Paying income tax at the end of the financial year has become challenging for many of the people who usually pay taxes. Most of the hassle bustle is actually based on the submission of various insurance and rent receipt, but if you want to save the taxes and save yourself from the financial stress of unnecessary paying, then it is important for you to check out all the instruments for taxpaying.
There is the host of whole legitimate ways of saving the tax under Income Tax Act 1961; these include tax saving mutual funds, NPS, insurance premiums, medical insurance, and many others. As soon as the filing session begins, the salaried class is the frenzy about taxes, they must sell out for the financial year and it is quite crucial to understanding your tax slab and what each of your salary breakup component means.

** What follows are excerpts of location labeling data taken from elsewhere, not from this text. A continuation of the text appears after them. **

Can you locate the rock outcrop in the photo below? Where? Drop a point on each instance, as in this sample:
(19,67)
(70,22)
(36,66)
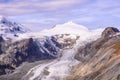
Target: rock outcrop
(28,50)
(109,31)
(100,60)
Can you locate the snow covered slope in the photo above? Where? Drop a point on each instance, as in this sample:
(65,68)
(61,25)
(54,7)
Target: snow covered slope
(9,29)
(61,67)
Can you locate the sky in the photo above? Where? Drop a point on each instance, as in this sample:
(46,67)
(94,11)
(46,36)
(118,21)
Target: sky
(42,14)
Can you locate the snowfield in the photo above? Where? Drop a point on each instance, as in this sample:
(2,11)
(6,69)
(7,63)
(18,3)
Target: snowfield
(61,67)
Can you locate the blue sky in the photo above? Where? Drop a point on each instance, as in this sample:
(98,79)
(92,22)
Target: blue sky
(47,13)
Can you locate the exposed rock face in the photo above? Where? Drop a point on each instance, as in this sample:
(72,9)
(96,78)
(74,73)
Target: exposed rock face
(109,31)
(100,59)
(28,50)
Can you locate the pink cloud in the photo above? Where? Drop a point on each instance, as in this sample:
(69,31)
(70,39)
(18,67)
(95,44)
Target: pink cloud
(25,6)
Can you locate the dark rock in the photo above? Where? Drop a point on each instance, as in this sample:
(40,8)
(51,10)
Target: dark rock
(109,31)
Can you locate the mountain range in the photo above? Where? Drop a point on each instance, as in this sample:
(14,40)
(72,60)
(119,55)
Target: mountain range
(67,51)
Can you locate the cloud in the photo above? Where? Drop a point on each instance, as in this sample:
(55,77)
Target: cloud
(16,7)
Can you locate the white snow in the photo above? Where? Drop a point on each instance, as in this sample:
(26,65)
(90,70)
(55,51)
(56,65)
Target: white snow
(61,67)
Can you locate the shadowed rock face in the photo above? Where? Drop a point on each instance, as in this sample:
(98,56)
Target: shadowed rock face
(109,31)
(100,59)
(14,54)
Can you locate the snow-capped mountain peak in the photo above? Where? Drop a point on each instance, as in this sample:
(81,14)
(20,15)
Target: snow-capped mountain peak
(9,29)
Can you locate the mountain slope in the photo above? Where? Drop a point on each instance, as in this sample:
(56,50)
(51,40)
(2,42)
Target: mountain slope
(61,67)
(9,29)
(101,60)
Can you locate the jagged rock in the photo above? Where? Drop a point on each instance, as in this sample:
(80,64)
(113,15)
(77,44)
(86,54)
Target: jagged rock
(109,31)
(27,50)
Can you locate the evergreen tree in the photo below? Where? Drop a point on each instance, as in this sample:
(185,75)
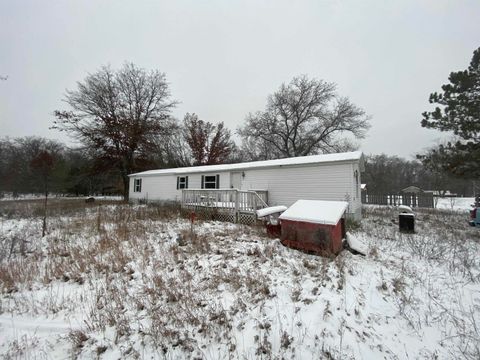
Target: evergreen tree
(458,111)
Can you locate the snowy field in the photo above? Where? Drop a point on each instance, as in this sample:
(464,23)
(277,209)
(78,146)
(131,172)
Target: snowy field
(455,203)
(116,281)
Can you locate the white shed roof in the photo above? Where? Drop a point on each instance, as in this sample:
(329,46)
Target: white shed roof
(300,160)
(316,211)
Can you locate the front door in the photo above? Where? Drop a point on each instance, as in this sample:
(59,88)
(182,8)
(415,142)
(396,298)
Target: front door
(236,180)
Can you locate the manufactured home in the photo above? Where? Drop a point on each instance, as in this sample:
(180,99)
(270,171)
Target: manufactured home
(250,185)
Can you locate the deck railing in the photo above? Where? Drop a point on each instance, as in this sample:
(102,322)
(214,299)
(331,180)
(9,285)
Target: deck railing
(225,204)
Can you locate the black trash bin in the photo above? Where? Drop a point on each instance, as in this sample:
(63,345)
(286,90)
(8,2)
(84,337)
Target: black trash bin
(406,222)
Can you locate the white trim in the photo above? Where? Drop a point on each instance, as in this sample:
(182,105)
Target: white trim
(294,161)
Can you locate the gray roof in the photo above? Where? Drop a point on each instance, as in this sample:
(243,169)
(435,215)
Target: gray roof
(293,161)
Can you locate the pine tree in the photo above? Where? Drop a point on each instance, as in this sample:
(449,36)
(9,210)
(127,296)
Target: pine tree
(458,111)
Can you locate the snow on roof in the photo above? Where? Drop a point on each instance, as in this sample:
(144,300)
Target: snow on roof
(271,210)
(316,211)
(300,160)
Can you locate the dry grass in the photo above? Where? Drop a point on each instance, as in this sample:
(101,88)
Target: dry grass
(135,278)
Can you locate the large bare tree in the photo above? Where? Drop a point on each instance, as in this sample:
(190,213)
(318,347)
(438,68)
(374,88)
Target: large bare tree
(120,114)
(209,144)
(303,117)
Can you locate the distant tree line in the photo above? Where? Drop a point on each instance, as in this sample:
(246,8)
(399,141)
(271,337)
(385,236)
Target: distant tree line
(390,174)
(122,119)
(23,163)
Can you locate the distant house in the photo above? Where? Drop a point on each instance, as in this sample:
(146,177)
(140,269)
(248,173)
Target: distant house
(315,177)
(412,190)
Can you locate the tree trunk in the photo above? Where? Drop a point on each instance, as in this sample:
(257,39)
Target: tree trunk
(44,225)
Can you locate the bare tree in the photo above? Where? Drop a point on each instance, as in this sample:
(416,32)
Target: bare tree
(304,117)
(43,165)
(209,143)
(120,114)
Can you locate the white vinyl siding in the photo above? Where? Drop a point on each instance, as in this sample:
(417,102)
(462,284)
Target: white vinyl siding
(288,184)
(285,185)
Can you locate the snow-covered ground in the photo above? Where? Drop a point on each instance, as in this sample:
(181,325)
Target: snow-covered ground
(119,281)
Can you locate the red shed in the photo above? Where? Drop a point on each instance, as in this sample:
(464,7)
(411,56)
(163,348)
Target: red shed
(314,225)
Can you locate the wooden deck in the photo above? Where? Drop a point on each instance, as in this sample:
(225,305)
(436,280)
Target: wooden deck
(233,205)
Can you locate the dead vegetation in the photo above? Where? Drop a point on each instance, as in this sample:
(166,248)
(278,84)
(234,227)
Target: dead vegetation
(142,278)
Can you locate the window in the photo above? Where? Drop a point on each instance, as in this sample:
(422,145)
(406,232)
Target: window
(182,182)
(211,182)
(137,185)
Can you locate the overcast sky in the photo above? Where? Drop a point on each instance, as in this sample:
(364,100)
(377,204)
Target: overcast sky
(223,58)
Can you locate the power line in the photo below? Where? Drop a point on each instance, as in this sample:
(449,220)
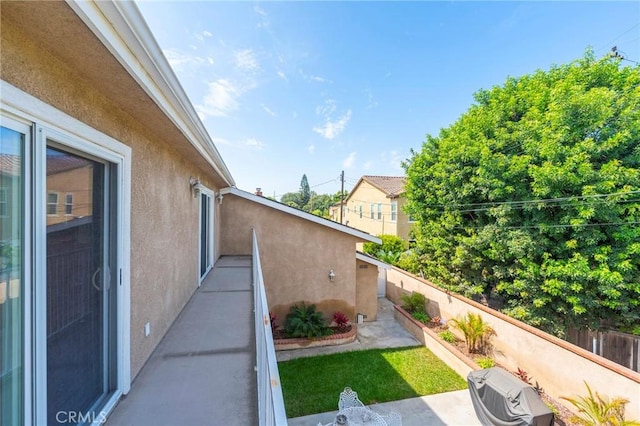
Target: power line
(535,201)
(553,226)
(617,37)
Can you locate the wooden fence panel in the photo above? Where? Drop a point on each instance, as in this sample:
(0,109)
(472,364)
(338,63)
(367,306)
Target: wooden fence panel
(621,348)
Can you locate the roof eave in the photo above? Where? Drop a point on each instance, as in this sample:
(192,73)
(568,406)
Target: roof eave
(301,214)
(124,32)
(366,258)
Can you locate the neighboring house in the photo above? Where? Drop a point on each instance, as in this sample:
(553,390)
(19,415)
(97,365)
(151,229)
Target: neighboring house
(334,212)
(116,205)
(298,250)
(375,205)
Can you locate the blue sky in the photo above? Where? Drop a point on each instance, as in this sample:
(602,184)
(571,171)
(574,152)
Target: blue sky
(293,88)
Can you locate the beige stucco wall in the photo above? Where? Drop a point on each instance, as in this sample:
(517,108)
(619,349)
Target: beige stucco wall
(296,256)
(558,366)
(366,299)
(363,196)
(164,215)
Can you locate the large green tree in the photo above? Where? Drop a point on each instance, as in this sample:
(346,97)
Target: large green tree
(305,191)
(533,194)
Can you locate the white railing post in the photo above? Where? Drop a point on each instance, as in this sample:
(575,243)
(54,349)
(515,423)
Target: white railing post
(271,411)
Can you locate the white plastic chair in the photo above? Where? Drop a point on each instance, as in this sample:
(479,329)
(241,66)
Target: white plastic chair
(348,399)
(393,419)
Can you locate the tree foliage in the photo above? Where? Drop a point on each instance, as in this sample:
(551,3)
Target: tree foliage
(310,201)
(305,191)
(534,195)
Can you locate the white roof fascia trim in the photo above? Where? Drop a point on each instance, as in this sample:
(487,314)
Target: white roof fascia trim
(123,31)
(366,258)
(299,213)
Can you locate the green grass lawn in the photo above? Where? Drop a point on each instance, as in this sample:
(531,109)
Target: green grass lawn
(313,385)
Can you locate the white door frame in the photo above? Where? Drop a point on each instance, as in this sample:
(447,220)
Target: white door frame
(49,122)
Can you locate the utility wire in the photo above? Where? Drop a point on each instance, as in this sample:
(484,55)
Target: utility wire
(554,226)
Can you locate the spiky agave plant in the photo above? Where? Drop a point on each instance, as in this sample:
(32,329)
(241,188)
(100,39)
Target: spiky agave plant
(476,332)
(596,410)
(305,321)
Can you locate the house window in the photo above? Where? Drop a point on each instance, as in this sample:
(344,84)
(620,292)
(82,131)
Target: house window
(4,205)
(68,204)
(52,203)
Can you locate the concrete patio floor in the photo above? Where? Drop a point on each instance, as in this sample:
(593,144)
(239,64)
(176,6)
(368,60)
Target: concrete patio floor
(202,372)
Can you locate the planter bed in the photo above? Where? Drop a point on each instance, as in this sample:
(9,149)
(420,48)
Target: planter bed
(458,361)
(283,344)
(462,363)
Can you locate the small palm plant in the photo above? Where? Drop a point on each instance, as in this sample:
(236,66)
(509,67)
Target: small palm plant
(414,302)
(596,410)
(476,332)
(305,321)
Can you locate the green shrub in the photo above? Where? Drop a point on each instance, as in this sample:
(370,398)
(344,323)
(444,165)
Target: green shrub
(305,321)
(447,336)
(414,302)
(597,410)
(476,332)
(485,362)
(391,243)
(421,316)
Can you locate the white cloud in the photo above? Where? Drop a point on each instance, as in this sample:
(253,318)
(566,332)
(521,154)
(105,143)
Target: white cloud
(202,35)
(262,16)
(331,129)
(393,158)
(371,102)
(244,144)
(254,144)
(314,78)
(348,162)
(327,109)
(221,99)
(268,110)
(179,60)
(246,60)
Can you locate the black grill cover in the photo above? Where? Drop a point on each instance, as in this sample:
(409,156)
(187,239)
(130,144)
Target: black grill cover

In order to know how much actually the users can save in their taxes, it is crucial to understand the slabs. The taxpayers are categorized in the income tax slab, based upon the annual income of the individual user. So, if you are really looking out for the ways that can help you to save your money on paying taxes and save your tax paying issues, which eventually everyone does then you can either invest your finance in the markets and insurance or put them in saving instruments for future. Moreover, you can also use the different allowances to save your taxes, therefore, below are given some of the insights on ways how to save tax/save money as:
Use up your 1.5 lakh limit under section 80c
The below-mentioned investments/education is all subject to a cap of Rs 1.5 lakh, they are either or the investment and making a type of investment that will reduce room for another as:
- Tax saver FDs- You can get the tax deduction of up to Rs 15. Lakh under the 5-year tax saver FDs and the carry of the fixed rate of interest currently between 7-8%, however this interest on these FDs is taxable.
- PPF- PPF which stands for a public provident fund is the government established saving scheme with the texture of 15 years available at most of the banks and post offices all over India. Its rate changes every quarterly but currently, it is 8% and the interest on PPF is tax-free.
- NSC- NSC stands for the national saving certificate which has the tenure of 5 years and the fixed rate of interest and the current rate is 8%. The interest on NSC is also automatically counted towards Rs 1.5 lakh 80C limit and is tax deductible if no other investment is using is the limit.
- Senior citizen saving scheme- Contribution to the SCSS is the tax deductible up to 1.5 lakh which has the tenure of 5 years and is available to those above 60 years of age.
To save your taxes or save money you can invest in the following as:
Purchasing the insurance policies may have many advantages but it’s one of the most prominent advantages is that it helps you to save on taxes and money as well. You can have many types of insurance for you to save money on your taxes as:
- Life insurance- Life insurance policies not only provide life coverage to an individual but are also an outstanding way to save on taxes or save your money.
- Health insurance- As the cost of medical treatment and medical care is the accelerating rapidly, buying health insurance can help you lot to save your money on paying taxes.
Investments are the financial instruments where you invest today and reap benefits later and besides all these, the investments also help you to save on taxes. Some of the common investment options are given below as:
- Mutual funds- Equity linked saving schemes can be used to gain tax benefit and it comes with the lock of 3 years period. The lock-in period of a mutual fund is quite less as compared to the fixed deposited and PPFs.
- Tax saving fixed deposit- Fixed deposit offered by different banks is used as the tax saving instruments and one can put an amount of Rs 1 to 1.5 lakh in these deposits and can gain attractive interest along with the benefit of tax saving for that particular year. This comes with the lock of 5 years period.
- Home loans – Home loans for construction of house are also one of the major and effective ways to save money on taxes. The principal and interest paid each year to be 1 lakh are eligible for the tax benefit under section 80C and Rs 1.5 lakh for interest under section 24 of the income tax act. While many people are not aware of the advantage of declaring home loan for tax exemption, very fewer people are aware of this that home loan taken for reconstruction and renovation is also eligible for the tax deduction process.
Well, there are many more ways by which the users can get help to save their taxes or save their money paid on these taxes. Amount of gifts on marriage and inheritance from the will are also tax exemption. Therefore, it is crucial to note that not all the tax savers are the same in terms of asset class, so one should choose to use the instrument that best suits them and their requirements.